Efficient Loop Detection in Forwarding Networks and Representing Atoms in a Field of Sets

TL;DR

This paper introduces a polynomial-time algorithm for loop detection in forwarding networks using a canonical atom representation, effectively handling complex rules and demonstrating practical efficiency with low network overlapping degree.

Contribution

It presents the first provably efficient algorithm for loop detection in networks with general rules, leveraging a canonical atom representation and the concept of network dimension.

Findings

Algorithm is polynomial in networks with constant overlapping degree.

Atoms correspond to header classes with identical network behavior.
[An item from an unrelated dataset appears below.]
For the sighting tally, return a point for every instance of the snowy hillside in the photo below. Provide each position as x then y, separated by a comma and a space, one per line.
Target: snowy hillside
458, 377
Practical networks tend to have low overlapping degree, enabling efficient analysis.

Abstract

The problem of detecting loops in a forwarding network is known to be NP-complete when general rules such as wildcard expressions are used. Yet, network analyzer tools such as Netplumber (Kazemian et al., NSDI'13) or Veriflow (Khurshid et al., NSDI'13) efficiently solve this problem in networks with thousands of forwarding rules. In this paper, we complement such experimental validation of practical heuristics with the first provably efficient algorithm in the context of general rules. Our main tool is a canonical representation of the atoms (i.e. the minimal non-empty sets) of the field of sets generated by a collection of sets. This tool is particularly suited when the intersection of two sets can be efficiently computed and represented. In the case of forwarding networks, each forwarding rule is associated with the set of packet headers it matches. The atoms then correspond to classes of headers with same behavior in the network. We propose an algorithm for atom computation and provide the first polynomial time algorithm for loop detection in terms of number of classes (which can be exponential in general). This contrasts with previous methods that can be exponential, even in simple cases with linear number of classes. Second, we introduce a notion of network dimension captured by the overlapping degree of forwarding rules. The values of this measure appear to be very low in practice and constant overlapping degree ensures polynomial number of header classes. Forwarding loop detection is thus polynomial in forwarding networks with constant overlapping degree.